The version I implemented in FindPeaks 4.0 goes a little bit differently, but can be applied to RNA-Seq just as well as for ChIP-Seq. (yes, I’ve tried) The basic idea is that you don’t actually know the subset of house-keeping genes in common in ChIP-Seq because, well, you aren’t looking at gene expression. Instead, you’re looking at peaks – which can be broadly defined as any collection of peaks above the background. Thus, the first step is to establish what the best subset of your data should be used for normalization – this can be done by peak calling your reads. (Hence, using a peak caller.)
Once you have peak-calling done for both datasets, you can match the peaks up. (Note, this is not a trivial operation, as it must be symmetrical, and repeatable regardless of the order of samples presented.) Once you’ve done this, you’ll find you have three subsets: peaks in sample 1, but not in sample 2. Peaks in sample 2 but not in sample 1, and peaks common to both. (Peaks missing in both are actually important for anchoring your data set, but I won’t get into that.) If you only use the peaks common to both data sets, rather than peaks unique to one sample, you have a natural data subset ideal for normalization.

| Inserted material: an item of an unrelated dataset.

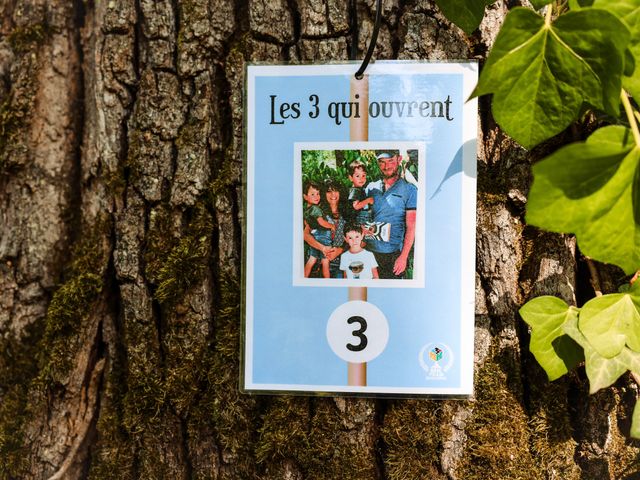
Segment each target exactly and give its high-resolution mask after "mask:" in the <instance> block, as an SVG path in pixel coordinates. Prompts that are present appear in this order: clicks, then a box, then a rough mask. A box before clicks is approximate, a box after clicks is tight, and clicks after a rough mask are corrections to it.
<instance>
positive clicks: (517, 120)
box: [472, 8, 630, 148]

Using this subset, you can then perform a linear regression (again, it’s not a standard linear regression, as it must be symmetrical about the regression line, and not Y-axis dependent) and identify the best fit line for the two samples. Crucially, this linear regression must pass through your point of origin, otherwise, you haven’t found a normalization ratio.
In any case, once all this is done, you can then use the slope of the regression line to determine the best normalization for your data sets.
The beauty of it is that you also end up with a very nice graph, which makes it easy to understand the data set you’ve compared, and you have your three subsets, each of which will be of some interest to the investigator
(I should also note, however, that I have not expanded this method to more than two data sets, although I don’t see any reason why it could not be. The math becomes more challenging, but the concepts don’t change.)
Regardless, the main point is simply to provide a method by which two data sets become more comparable – the method by which you compare them will dictate how you do the normalization, so what I’ve provided above is only a vague outline that should provide you with a rough guide to some of the ways you can normalize on a single trait. If you’re asking more challenging questions, what I’ve presented above may not be sufficient for comparing your data.
[Edit: Twitter user @audyyy sent me this link, which describes an alternate normalization method. In fact, they have two steps – a pre-normalization log transform (which isn’t normalization, but it’s common. Even FindPeaks 4.0 has it implemented), and then a literal “normalization” which makes the mean = 0, and the standard deviation =1. However, this is only applicable for one trait across multiple data sets (eg, count of total reads for a large number of total libraries.) That said, it wouldn’t be my first choice of normalization techniques.]